Said from the other side of the coin: Profession serves passion.
One of the popular misnomers of ‘finding your passion’ is the idea that your passion is something you are good at presently. This may be true, but it also may not — depending on how much you have allowed yourself to live a life you enjoy.
The Truth of ‘finding your passion’ is: Your passion is something you do anyway.
Your passion is something you do automatically.
Regardless of whatever else it is you are supposed to be doing, you end up somehow managing to rope something else into it. The ‘something else’ is your passion.
Your passion can take on layered forms. Over time, it may appear to morph and evolve as you do. This is normal and healthy, and a good indicator of growth. On a long enough timeline, the structure of your passion – the ‘meta’ definition of it – will come into focus for you. The essence of your passion will be visible from this point, and you will be able to see that all the ‘content’ of what you thought was your passion was you living the ‘structure’ of it out, wearing different clothes and playing different roles. The details changed, but the structure remained consistent.
The structure is the passion. The content is the clothing, the appearance. If depth inspires you, look closely at the structure and reflect on what this may tell you about yourself. If appearance inspires you, think of different ways to express the structure… different outfits to put on your passion and present it to Creation. Neither way is wrong nor right. But each way does head in a different direction. Appearance takes you ‘outward’, into the world of forms. Structure takes you inward, into the world of essences. Up to you, which direction you wish to travel. Choose Your Own Adventure.
The Wallpaper Principle caused my friend to mis-take his self-actualized gifts as commonplace and valueless. When he did this, two things happened at once:
1. He mis-took the nature of the other person’s experience by over-blowing their level of involvement with and understanding of plants.
2. Simultaneously, he short-changed his own experience by projecting commonality — and therefore valuelessness — onto his own level of involvement with and understanding of plants.
This^ is a core ingredient in the phenomenon that has popularly become known as ‘Impostor Syndrome’.
Can you see how that is so?
When our greatest gifts are so common to ourselves that we (mistakenly) believe they are valueless… what more do we have left to contribute to the world that could be of any value?
Neutralizing a thought-pattern like impostor syndrome happens instantaneously when the impostor is brought into the light of our conscious awareness of our gifts.
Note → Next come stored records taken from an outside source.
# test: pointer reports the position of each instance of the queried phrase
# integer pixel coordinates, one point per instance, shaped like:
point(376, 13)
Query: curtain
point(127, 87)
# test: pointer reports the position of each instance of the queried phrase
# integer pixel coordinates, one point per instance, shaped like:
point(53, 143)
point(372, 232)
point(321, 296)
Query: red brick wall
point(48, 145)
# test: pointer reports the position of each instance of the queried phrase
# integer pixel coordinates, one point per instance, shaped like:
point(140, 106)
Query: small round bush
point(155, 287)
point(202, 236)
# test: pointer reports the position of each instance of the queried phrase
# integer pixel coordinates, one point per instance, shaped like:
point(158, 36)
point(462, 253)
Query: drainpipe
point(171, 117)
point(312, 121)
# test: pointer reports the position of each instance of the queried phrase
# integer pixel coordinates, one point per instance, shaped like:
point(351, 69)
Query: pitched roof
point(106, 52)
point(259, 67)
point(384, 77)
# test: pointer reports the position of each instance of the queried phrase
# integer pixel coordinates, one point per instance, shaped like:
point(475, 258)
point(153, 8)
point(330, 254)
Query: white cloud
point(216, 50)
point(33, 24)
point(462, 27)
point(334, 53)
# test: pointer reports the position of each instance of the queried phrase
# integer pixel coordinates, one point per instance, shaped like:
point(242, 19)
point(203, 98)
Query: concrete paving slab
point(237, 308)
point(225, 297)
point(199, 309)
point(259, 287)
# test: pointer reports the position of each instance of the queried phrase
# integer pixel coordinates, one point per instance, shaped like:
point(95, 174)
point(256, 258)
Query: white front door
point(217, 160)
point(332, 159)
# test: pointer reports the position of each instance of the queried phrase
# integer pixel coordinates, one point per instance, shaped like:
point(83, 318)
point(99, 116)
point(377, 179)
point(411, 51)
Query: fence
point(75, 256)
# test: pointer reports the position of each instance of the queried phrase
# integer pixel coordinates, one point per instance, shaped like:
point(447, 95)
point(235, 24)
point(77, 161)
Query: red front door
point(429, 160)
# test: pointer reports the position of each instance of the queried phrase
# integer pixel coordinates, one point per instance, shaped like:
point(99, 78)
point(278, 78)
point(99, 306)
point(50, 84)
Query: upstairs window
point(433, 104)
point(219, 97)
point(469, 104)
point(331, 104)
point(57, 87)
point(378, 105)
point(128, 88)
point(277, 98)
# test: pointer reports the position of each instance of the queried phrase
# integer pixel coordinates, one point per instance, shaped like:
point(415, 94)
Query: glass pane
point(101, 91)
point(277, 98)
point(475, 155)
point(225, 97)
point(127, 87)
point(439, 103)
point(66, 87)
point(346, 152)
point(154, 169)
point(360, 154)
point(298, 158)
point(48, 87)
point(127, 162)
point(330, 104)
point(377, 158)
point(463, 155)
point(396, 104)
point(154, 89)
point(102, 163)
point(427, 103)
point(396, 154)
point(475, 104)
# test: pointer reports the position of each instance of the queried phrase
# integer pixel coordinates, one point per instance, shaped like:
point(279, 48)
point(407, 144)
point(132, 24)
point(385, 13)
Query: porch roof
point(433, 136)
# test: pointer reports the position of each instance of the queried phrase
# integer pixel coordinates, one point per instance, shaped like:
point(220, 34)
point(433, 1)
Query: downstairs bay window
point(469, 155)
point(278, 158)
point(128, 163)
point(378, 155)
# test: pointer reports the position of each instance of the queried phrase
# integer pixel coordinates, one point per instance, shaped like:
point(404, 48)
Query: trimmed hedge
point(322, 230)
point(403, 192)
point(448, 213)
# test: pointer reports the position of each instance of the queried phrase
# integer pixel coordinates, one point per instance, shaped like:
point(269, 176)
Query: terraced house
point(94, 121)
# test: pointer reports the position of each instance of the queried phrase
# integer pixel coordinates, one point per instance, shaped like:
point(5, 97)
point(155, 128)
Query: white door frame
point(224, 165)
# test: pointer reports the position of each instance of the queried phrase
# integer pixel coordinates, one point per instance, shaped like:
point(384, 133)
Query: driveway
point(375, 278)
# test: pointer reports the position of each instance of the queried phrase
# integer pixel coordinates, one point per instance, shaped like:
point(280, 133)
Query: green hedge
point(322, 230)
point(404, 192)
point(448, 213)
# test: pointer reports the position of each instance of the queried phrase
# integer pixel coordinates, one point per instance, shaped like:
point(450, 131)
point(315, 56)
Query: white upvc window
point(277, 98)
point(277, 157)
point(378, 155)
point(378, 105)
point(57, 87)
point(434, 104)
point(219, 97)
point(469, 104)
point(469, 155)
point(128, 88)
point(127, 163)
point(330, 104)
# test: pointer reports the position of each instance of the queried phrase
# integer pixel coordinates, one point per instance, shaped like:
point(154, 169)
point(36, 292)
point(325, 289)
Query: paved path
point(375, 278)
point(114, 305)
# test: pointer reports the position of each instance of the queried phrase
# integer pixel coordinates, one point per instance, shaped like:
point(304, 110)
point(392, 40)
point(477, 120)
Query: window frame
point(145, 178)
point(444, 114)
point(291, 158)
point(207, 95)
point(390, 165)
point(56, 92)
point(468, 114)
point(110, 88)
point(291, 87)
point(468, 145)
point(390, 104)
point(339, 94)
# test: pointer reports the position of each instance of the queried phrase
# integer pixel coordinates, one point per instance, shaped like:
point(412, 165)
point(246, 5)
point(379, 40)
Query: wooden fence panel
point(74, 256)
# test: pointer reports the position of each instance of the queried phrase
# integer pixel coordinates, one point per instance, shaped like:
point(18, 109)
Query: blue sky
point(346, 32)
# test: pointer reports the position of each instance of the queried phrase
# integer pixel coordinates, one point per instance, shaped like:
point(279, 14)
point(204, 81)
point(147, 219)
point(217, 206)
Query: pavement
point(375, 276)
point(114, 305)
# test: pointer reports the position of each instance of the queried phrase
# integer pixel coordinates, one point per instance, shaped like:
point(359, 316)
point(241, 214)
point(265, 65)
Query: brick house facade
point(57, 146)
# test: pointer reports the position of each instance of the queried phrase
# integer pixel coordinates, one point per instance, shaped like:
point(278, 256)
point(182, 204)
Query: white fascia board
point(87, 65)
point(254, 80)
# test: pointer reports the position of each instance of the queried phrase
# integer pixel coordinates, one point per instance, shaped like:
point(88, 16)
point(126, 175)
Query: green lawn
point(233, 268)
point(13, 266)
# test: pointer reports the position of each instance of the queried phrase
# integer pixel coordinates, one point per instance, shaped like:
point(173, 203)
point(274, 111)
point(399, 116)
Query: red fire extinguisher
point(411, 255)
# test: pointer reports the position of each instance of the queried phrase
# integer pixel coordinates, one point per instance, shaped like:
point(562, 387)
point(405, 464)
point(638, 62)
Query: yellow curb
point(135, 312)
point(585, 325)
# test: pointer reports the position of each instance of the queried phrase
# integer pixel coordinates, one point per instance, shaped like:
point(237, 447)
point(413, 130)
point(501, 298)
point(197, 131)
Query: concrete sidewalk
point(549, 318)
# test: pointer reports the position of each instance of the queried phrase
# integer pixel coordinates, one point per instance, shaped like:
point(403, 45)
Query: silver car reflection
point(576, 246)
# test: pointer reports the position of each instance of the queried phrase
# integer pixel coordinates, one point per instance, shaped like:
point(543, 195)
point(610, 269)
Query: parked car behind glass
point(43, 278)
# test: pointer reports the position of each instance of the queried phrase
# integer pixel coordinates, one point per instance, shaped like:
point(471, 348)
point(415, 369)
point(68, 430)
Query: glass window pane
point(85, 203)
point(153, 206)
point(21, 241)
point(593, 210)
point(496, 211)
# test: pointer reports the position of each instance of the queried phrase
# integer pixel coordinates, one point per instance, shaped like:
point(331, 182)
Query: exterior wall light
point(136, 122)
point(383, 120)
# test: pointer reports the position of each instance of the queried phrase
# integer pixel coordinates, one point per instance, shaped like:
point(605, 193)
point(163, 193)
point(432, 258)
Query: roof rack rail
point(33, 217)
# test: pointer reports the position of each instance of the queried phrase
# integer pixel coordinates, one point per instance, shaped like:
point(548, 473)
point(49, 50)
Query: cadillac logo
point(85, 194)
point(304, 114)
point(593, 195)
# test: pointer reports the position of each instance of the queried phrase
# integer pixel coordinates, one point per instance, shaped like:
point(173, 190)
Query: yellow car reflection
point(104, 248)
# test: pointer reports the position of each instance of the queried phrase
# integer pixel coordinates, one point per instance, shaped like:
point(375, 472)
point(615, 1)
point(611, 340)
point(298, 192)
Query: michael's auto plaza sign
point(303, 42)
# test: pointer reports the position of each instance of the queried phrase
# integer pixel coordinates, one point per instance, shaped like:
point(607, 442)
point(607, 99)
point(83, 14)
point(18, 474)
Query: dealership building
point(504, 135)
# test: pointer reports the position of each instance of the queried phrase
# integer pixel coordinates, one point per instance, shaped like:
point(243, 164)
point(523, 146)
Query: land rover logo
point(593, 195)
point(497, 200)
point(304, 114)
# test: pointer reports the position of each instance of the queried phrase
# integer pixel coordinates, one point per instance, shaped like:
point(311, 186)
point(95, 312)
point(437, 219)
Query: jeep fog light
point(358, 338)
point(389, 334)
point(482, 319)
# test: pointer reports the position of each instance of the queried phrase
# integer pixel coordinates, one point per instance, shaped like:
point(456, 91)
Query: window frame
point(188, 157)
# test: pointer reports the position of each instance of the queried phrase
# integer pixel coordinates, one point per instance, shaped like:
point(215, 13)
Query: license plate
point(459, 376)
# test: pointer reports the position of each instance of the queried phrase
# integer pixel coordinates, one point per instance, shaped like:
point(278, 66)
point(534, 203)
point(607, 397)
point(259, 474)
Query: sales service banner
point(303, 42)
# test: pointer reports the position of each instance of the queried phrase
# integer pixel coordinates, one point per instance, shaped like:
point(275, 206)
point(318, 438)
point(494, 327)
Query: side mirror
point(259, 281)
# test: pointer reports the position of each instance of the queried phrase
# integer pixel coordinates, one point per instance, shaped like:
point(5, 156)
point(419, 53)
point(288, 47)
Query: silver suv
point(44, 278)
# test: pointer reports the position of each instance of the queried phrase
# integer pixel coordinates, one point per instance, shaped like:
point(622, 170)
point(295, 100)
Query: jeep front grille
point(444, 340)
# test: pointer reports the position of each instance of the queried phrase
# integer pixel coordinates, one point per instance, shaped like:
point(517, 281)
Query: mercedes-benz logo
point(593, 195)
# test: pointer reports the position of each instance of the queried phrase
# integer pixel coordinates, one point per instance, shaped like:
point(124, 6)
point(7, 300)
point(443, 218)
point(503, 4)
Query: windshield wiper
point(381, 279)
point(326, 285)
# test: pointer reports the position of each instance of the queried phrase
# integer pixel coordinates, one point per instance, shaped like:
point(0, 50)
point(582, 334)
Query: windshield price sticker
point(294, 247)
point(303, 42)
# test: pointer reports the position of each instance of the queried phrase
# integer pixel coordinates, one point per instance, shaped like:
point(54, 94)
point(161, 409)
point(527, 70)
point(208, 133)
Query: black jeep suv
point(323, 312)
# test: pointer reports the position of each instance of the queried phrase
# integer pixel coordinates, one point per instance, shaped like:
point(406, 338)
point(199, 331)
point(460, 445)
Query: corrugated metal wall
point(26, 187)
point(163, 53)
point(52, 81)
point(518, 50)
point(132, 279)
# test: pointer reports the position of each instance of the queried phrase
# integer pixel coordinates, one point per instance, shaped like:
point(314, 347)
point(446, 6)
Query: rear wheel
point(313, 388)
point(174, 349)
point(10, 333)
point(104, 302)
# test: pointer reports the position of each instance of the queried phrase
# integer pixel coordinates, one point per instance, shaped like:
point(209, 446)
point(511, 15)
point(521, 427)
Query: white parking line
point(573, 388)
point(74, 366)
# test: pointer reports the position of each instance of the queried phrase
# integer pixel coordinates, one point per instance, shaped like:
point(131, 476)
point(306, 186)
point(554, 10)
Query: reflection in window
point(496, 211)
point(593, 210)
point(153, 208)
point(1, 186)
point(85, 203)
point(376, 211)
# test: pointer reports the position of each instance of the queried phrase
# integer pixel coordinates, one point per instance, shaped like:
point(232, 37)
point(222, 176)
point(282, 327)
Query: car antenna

Bathing in the light of conscious acknowledgement of our gifts, the shadowy figure dissolves instantly.
By shifting our awareness from all we aren’t doing to all we are doing, the frantic energy of our nervous system begins to calm itself. Once we calm our nervous system, we drop down from fight/flight/freeze/fawn into a space where we can see life more clearly again.
From this^ space is where we want to acknowledge our Selves; acknowledge the gifts we bring to our world just by being Us. It is enough.
You are enough.
‘Impostor Syndrome’ is just a term for ‘the long-term effects of the advertising industry’. The unhealthy parts of our society are dying, and this is one of them. The age of living in a constant fog of fear is coming to an end. Fear of not being enough.. of not having enough.. of not doing enough. The fog is dissipating.
Our individual and collective inner light is the ‘sun’ that is burning that fog away. Evaporating it in the glorious daylight of conscious awareness of the majesticalness3 that is each and every one of us.
The more we acknowledge our gifts, the less impact agencies of fear can have on us. Immunity from chronic fear is Freedom.
We breathe an average of 20,000 times per day!
Ask Michael Jordan or LeBron James what they worked on most as basketball players? Their answers — over years of interviews — have included: dribbling, layups, and free throws. Nothing flashy. The fundamentals — practiced until each one felt the same as tying their shoes.